Small functions are generally in-lined, so there is no call-cost for them. If you are not satisfied with the inline-heuristics then decorate your function with `@inline` or `@noinline`.

Without having read your code-example, this suggests that you can improve your algorithm with per-allocating work arrays and then using them. Thus no new data gets allocated during a loop and GC time should be small.

At least from your code sample it seems that `ngrid` and `nt` are still global variables. This could explain the large gc time.

1 Like

As far as i know, global variables won’t cause performance problems if they are not Vectors or Matrix. Will Numbers cause preallocation problem?

Any non-`const` global variable might cause inference issues which propagate through your code, so yes, you should definitely take care when using them.

I think you misunderstand about globals, please read the relevant part the performance tips (better, read the whole thing).

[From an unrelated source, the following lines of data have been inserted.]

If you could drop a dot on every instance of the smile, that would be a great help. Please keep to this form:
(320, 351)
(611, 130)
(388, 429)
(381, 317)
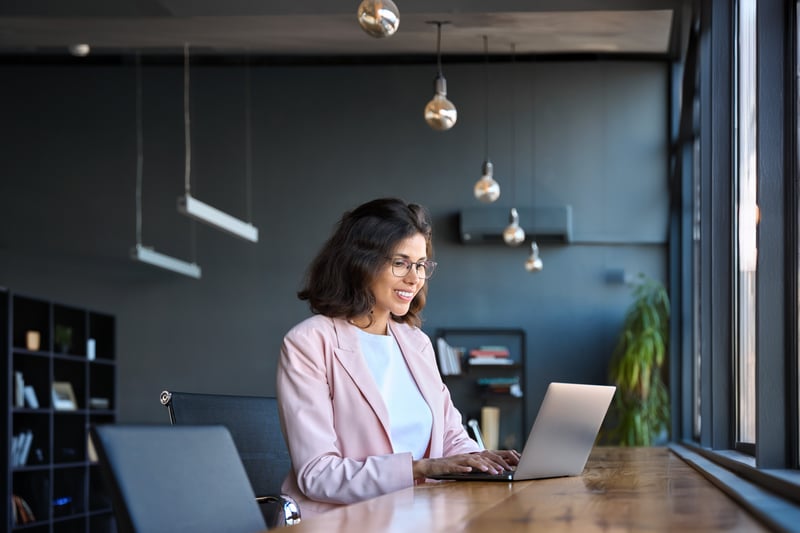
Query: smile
(406, 295)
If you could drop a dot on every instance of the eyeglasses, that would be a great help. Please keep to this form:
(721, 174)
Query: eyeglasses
(401, 267)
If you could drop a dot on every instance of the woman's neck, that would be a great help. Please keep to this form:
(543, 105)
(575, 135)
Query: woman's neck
(372, 324)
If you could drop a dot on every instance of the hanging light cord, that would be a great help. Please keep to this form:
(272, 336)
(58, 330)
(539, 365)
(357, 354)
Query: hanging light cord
(188, 144)
(139, 156)
(486, 103)
(248, 144)
(439, 47)
(186, 121)
(514, 127)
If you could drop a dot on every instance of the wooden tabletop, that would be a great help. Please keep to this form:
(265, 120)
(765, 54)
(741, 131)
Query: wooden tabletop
(621, 489)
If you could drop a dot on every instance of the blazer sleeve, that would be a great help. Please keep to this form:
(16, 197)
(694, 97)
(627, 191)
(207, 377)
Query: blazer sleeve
(317, 448)
(456, 438)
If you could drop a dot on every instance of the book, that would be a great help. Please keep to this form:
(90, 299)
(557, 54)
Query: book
(99, 403)
(30, 397)
(27, 439)
(490, 351)
(19, 389)
(22, 511)
(490, 361)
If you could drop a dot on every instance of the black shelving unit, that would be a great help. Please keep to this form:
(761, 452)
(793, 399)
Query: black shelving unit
(58, 478)
(469, 396)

In many compiled but dynamically types languages, making large, “monolithic” functions is advantageous since it allows the compiler to figure out type information. With Julia, the situation is the opposite: the language is designed to work with type information as efficiently as statically typed languages, you just have to make this possible. One technique for that is actually factoring out behavior into smaller functions, called function barriers.

In my code, I have factored the behaviors into small functions. So the bottleneck is not about function calls.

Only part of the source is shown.